Sono passati 39 mesi da quel 9 luglio del 2014, quando gli errori di Vlaar e Sneijder dal dischetto, alla lotteria contro l’Argentina, fecero sfumare il sogno della seconda finale mondiale di fila. Tra giorni dopo, la magra consolazione della finalina, un netto 3-0 al Brasile padrone di casa devastato dal Mineirazo, leggasi 1-7 subito dalla Germania che si sarebbe poi laureata campione del mondo sulla pelle di Messi.  Ecco, a quelle notti carioca, con Van Gaal al timone, risalgono le ultime tracce visibili dell’Olanda nel calcio che conta. Poi, il disastro triennale, a partire dall’autunno del 2014. Niente Euro 2016, niente Mondiale 2018. Era nell’aria, stasera è arrivata l’ufficialità del secondo flop consecutivo: gli orange possono prenotare sin da ora le vacanze per il prossimo giugno, guarderanno alla tv anche la kermesse iridata. E dire che stiamo parlando di una scuola che come poche ha segnato in positivo la storia del pallone. Il riferimento è al mitico calcio totale, frutto del genio di Rinus Michels concretizzato in campo dai suoi seguaci capitanati da Johan Cruyff. Un ciclo che, al di là dei trionfi conseguiti da Ajax e Feyenoord in patria e in Europa, ne avrebbe meritati anche a livello di Nazionali. Invece arrivarono delusioni cocenti: le due finali mondiali perse nel 1974 e 1978, per mano rispettivamente di Germania Ovest e Argentina. Il beffardo tris arrivò molto più tardi, nel 2010, con la selezione di Van Marwijk sconfitta ai supplementari dalla Spagna, da don Andrés Iniesta. Nel mezzo si colloca temporalmente l’era dei tre tulipani del Milan, Marco Van Basten, Ruud Gullit, Frank Rijkaard. Sempre con il grande Michels, quell’Olanda portò a casa l’unico trofeo della sua storia: l’Europeo del 1988, vinto grazie al gol del secolo realizzato dal cigno di Utrecht in finale contro l’URSS di Lobanovskij. Oltre a quanto già ricordato, la rappresentativa dei Paesi Bassi aveva comunque spesso detto la sua nelle competizioni che contano, pensiamo ad esempio alle semifinali mondiali del 1998 ed a quelle di Euro 2000 (persa proprio contro l’Italia in casa ai rigori, match leggendario) ed Euro 2004.
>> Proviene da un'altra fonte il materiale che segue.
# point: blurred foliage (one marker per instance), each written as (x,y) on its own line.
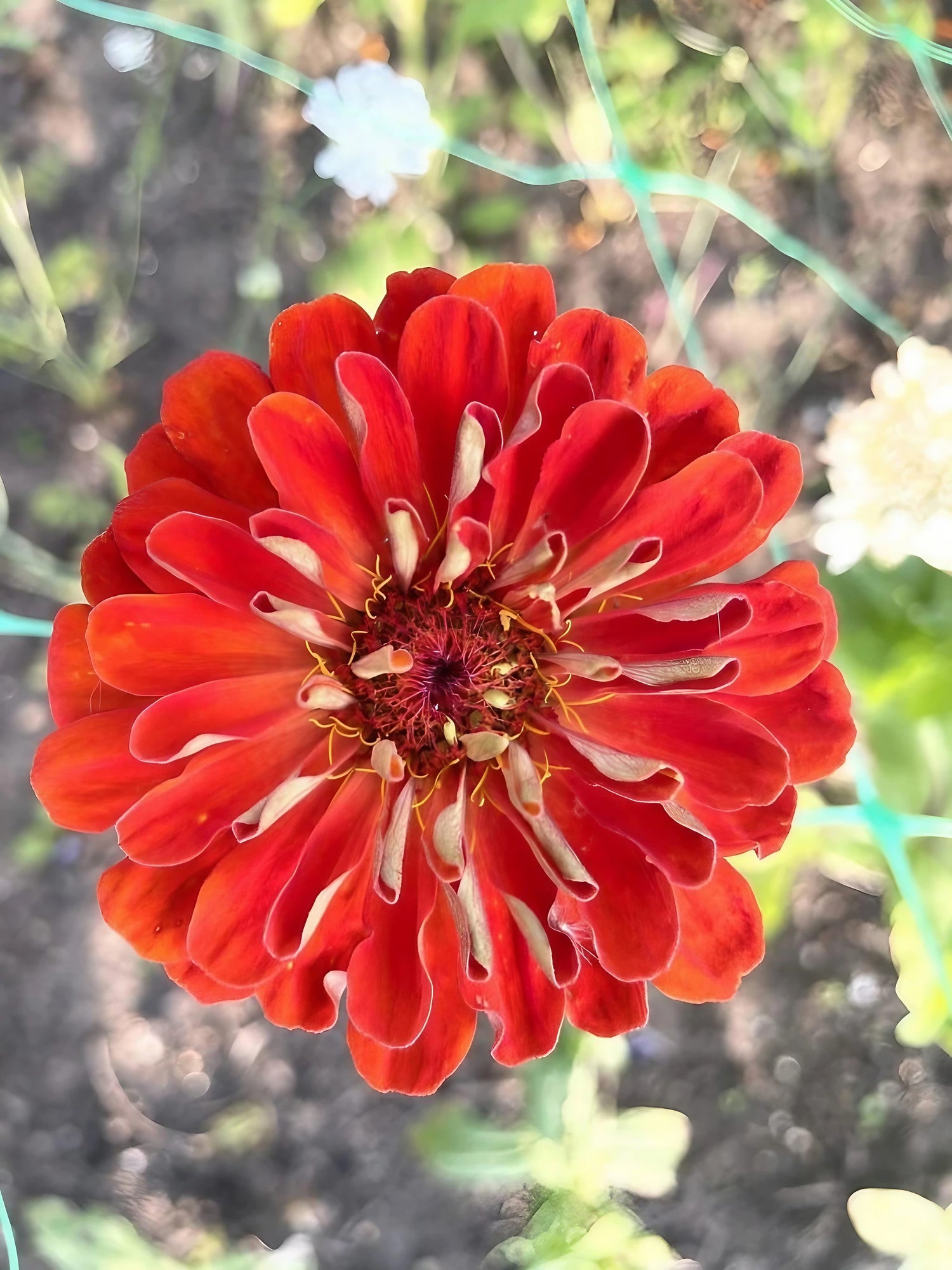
(31,568)
(380,244)
(906,1226)
(72,1238)
(896,648)
(579,1148)
(243,1127)
(845,852)
(35,294)
(35,845)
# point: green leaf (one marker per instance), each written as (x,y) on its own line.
(494,216)
(903,1224)
(68,1238)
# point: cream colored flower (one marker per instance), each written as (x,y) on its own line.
(890,466)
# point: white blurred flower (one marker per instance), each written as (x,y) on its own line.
(128,49)
(890,466)
(379,125)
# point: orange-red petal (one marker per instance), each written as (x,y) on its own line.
(307,342)
(205,413)
(76,689)
(722,939)
(86,776)
(157,644)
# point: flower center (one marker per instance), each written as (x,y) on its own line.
(474,670)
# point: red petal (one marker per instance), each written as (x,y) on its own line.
(342,576)
(453,354)
(340,841)
(307,342)
(105,573)
(525,1009)
(202,986)
(512,868)
(205,413)
(76,689)
(610,351)
(157,644)
(180,818)
(751,828)
(784,642)
(631,633)
(153,907)
(605,1006)
(422,1067)
(228,564)
(86,776)
(558,392)
(522,300)
(227,936)
(807,579)
(154,458)
(810,720)
(588,475)
(727,760)
(136,517)
(389,989)
(307,991)
(700,513)
(781,473)
(633,916)
(384,432)
(687,416)
(684,855)
(722,939)
(309,460)
(221,708)
(406,293)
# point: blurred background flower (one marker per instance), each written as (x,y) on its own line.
(380,128)
(890,466)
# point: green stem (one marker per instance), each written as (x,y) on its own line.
(12,624)
(10,1240)
(633,177)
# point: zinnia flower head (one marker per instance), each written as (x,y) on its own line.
(399,673)
(890,466)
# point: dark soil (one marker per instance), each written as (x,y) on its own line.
(119,1088)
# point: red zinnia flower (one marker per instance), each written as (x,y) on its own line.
(402,675)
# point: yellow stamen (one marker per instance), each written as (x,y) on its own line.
(479,786)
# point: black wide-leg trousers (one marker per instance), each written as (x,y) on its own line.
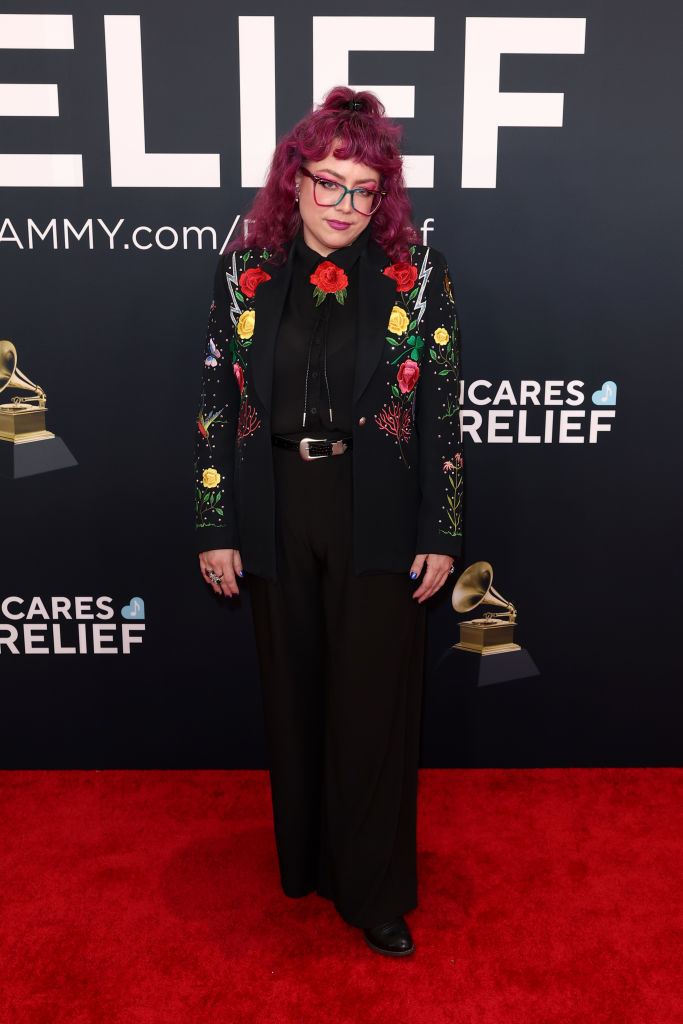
(341,667)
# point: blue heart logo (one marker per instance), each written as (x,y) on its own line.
(135,609)
(606,395)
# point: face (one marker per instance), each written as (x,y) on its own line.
(330,227)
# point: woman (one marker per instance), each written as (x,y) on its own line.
(329,469)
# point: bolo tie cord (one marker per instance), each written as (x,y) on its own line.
(325,375)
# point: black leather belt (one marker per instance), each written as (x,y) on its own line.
(312,448)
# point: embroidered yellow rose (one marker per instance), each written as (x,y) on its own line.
(246,324)
(211,477)
(397,321)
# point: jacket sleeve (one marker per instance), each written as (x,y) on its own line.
(216,428)
(437,421)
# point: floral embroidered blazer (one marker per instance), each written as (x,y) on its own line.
(408,461)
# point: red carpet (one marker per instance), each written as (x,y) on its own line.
(548,896)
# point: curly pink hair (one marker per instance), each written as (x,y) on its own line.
(364,134)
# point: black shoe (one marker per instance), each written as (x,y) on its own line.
(392,938)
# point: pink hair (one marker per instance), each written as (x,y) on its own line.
(366,135)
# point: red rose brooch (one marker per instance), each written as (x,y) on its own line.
(251,279)
(403,273)
(329,280)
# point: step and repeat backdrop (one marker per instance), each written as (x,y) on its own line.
(543,154)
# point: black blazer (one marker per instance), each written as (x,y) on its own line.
(408,463)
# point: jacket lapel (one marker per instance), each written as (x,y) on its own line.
(268,305)
(377,295)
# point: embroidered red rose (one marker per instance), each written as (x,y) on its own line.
(251,279)
(403,273)
(408,375)
(329,278)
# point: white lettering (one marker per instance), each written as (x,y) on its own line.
(104,606)
(200,237)
(596,425)
(472,395)
(5,607)
(9,639)
(31,640)
(7,225)
(56,641)
(101,638)
(495,425)
(553,393)
(522,436)
(484,108)
(470,421)
(530,390)
(336,37)
(111,233)
(128,631)
(78,235)
(33,226)
(83,607)
(131,165)
(257,97)
(32,32)
(37,608)
(566,424)
(573,388)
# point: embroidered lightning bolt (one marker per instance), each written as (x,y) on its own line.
(423,276)
(231,280)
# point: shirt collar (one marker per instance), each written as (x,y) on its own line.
(345,257)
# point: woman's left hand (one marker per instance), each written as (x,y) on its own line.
(435,574)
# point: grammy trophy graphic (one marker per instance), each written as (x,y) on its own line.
(493,633)
(27,446)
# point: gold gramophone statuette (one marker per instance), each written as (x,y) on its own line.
(22,419)
(492,634)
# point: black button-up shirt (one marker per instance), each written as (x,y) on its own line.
(314,354)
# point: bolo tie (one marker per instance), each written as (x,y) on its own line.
(325,374)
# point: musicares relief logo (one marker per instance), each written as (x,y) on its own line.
(70,626)
(535,412)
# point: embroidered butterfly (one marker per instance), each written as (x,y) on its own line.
(211,359)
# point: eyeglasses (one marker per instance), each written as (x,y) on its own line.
(329,193)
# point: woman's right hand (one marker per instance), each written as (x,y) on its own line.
(226,563)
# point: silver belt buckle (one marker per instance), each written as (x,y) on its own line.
(304,448)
Dopo l’8-0 rifilato dalla Svezia al Lussemburgo, stasera sarebbe servito più di un miracolo (un 7-0) per agguantare il secondo posto, ma è finita soltanto 2-0, gli scandinavi sono riusciti a limitare i danni inchinandosi per due volte a Robben, ultimo rappresentante della vecchia guardia che ha appena annunciato l’addio alla Nazionale. Non sono bastati i continui ribaltoni in panchina: Dick Advocaat non è riuscito a porre riparo ai disastri delle precedenti gestioni, targate Hiddink e Blind: il 70enne santone di Den Haag ne ha vinte quattro e ne ha persa – male – una, contro la Francia il 31 agosto. Poi è stato penalizzato dal regolamento. Di certo le responsabilità della mancata qualificazione non vanno attribuite a lui, bensì ad un ricambio generazionale nefasto, forse ancor più nefasto di quello che ha interessato l’Italia post 2006. Bassa qualità dell’organico nel suo complesso, non all’altezza delle rivali oltre che della tradizione. Nei settori giovanili olandesi, che ciclicamente avevano forgiato talenti a profusione, qualche ingranaggio si è inceppato. E l’allarme ormai suona forte da 3 anni.